Problem with dataset config

The following worked for me until a few days ago. But now it doesn’t, even after clearing cache.

from huggingface_hub import login
login("...")
from datasets import load_datasets
ds = load_dataset("ARTPARK-IISc/VAANI", "Goa_NorthSouthGoa")

I get the error:

Traceback (most recent call last):
  File "<stdin>", line 1, in <module>
  File "/mnt/51eb0667-f71d-4fe0-a83e-beaff24c04fb/anaconda/envs/vaanienv/lib/python3.12/site-packages/datasets/load.py", line 2129, in load_dataset
    builder_instance = load_dataset_builder(
                       ^^^^^^^^^^^^^^^^^^^^^
  File "/mnt/51eb0667-f71d-4fe0-a83e-beaff24c04fb/anaconda/envs/vaanienv/lib/python3.12/site-packages/datasets/load.py", line 1849, in load_dataset_builder
    dataset_module = dataset_module_factory(
                     ^^^^^^^^^^^^^^^^^^^^^^^
  File "/mnt/51eb0667-f71d-4fe0-a83e-beaff24c04fb/anaconda/envs/vaanienv/lib/python3.12/site-packages/datasets/load.py", line 1731, in dataset_module_factory
    raise e1 from None
  File "/mnt/51eb0667-f71d-4fe0-a83e-beaff24c04fb/anaconda/envs/vaanienv/lib/python3.12/site-packages/datasets/load.py", line 1696, in dataset_module_factory
    ).get_module()
      ^^^^^^^^^^^^
  File "/mnt/51eb0667-f71d-4fe0-a83e-beaff24c04fb/anaconda/envs/vaanienv/lib/python3.12/site-packages/datasets/load.py", line 1100, in get_module
    builder_configs, default_config_name = create_builder_configs_from_metadata_configs(
                                           ^^^^^^^^^^^^^^^^^^^^^^^^^^^^^^^^^^^^^^^^^^^^^
  File "/mnt/51eb0667-f71d-4fe0-a83e-beaff24c04fb/anaconda/envs/vaanienv/lib/python3.12/site-packages/datasets/load.py", line 664, in create_builder_configs_from_metadata_configs
    builder_config_cls(
  File "<string>", line 12, in __init__
  File "/mnt/51eb0667-f71d-4fe0-a83e-beaff24c04fb/anaconda/envs/vaanienv/lib/python3.12/site-packages/datasets/packaged_modules/parquet/parquet.py", line 26, in __post_init__
    super().__post_init__()
  File "/mnt/51eb0667-f71d-4fe0-a83e-beaff24c04fb/anaconda/envs/vaanienv/lib/python3.12/site-packages/datasets/builder.py", line 125, in __post_init__
    raise InvalidConfigName(
datasets.builder.InvalidConfigName: Bad characters from black list '<>:/\|?*' found in 'audio/AndhraPradesh/Guntur'. They could create issues when creating a directory for this config on Windows filesystem.

I am on datasets==3.2.0

1 Like

It seems that the same thing has happened before. I think it’s a problem with the data set, so I think it would be better to report it to the author in the discussion section.
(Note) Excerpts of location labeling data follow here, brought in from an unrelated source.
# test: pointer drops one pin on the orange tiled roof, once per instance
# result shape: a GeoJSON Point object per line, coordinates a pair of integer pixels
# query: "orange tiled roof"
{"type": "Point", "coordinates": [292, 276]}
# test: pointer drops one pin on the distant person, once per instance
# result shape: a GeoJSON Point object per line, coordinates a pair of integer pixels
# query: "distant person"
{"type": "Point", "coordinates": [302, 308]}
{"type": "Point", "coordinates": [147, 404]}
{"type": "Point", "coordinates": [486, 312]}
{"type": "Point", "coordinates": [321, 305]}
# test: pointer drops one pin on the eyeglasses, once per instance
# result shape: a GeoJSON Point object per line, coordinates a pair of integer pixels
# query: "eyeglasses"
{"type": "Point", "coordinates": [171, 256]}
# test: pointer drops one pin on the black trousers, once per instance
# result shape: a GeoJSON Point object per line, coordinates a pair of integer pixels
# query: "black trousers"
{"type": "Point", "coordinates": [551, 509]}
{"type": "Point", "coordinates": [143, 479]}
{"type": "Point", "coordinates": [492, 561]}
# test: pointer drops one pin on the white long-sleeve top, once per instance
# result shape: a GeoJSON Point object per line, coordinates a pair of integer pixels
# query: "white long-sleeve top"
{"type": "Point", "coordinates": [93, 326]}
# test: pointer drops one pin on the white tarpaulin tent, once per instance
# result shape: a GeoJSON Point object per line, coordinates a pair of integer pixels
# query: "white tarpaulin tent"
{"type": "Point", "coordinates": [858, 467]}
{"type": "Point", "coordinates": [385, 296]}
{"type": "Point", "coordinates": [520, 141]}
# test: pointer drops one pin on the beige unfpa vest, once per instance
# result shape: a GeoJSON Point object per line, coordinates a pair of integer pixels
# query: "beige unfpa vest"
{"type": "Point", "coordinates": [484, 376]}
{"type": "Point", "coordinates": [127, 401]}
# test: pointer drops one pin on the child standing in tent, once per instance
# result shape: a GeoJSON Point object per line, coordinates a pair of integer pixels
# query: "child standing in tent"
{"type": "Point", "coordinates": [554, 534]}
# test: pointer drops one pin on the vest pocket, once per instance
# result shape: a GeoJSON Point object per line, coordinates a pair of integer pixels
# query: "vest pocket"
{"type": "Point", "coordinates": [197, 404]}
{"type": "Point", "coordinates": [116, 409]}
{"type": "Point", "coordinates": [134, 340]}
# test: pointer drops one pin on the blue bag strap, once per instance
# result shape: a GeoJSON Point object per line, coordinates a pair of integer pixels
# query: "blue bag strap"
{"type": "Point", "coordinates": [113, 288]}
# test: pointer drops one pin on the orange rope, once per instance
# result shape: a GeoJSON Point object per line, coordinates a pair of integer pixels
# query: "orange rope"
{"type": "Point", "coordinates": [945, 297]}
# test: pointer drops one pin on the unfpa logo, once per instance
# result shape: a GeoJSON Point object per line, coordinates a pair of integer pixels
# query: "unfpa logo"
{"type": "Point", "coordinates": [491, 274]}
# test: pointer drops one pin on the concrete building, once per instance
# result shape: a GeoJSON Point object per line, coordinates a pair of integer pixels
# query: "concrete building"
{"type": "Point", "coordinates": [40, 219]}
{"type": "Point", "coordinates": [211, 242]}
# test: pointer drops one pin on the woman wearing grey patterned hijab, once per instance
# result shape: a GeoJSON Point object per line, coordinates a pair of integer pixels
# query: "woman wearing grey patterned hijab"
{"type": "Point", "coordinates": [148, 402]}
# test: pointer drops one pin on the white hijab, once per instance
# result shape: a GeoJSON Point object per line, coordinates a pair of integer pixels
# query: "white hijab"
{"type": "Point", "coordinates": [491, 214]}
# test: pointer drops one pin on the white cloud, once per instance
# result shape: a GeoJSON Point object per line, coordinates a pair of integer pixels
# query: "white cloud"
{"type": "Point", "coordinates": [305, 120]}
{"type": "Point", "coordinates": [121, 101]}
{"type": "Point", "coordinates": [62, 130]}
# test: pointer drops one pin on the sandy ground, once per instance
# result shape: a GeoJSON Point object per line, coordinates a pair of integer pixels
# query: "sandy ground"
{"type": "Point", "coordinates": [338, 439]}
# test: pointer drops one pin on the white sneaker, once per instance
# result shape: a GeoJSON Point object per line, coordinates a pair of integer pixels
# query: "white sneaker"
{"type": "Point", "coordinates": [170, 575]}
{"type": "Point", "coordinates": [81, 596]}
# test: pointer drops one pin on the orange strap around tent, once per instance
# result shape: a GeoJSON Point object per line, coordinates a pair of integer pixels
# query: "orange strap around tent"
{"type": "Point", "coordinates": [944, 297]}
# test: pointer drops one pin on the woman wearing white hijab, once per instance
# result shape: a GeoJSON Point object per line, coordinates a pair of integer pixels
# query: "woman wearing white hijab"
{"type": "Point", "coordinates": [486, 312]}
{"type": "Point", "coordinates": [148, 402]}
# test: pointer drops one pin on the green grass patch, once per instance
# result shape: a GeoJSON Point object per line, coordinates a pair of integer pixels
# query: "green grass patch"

Thank you. Is there a way to ignore the error and continue (since I’m not on windows) apart from just changing the source code?

1 Like
revision = "**********"  # tag name, or branch name, or commit hash
ds = load_dataset("ARTPARK-IISc/VAANI", "Goa_NorthSouthGoa",
  revision=revision
)

This seems to be a problem with the dataset, not your program, so I think your only options are to wait for the author to fix it, use an older revision, or find a different dataset…
You can see the commit hash using the following method, so if you specify the commit hash from the time when it was working, you should be able to use the previous version.

Thank you! They have replied that they are in the process of updating the dataset. I’m now using the revision before they started using it and it works now. I guess I’ll use the updated dataset once it is ready.

1 Like

This topic was automatically closed 12 hours after the last reply. New replies are no longer allowed.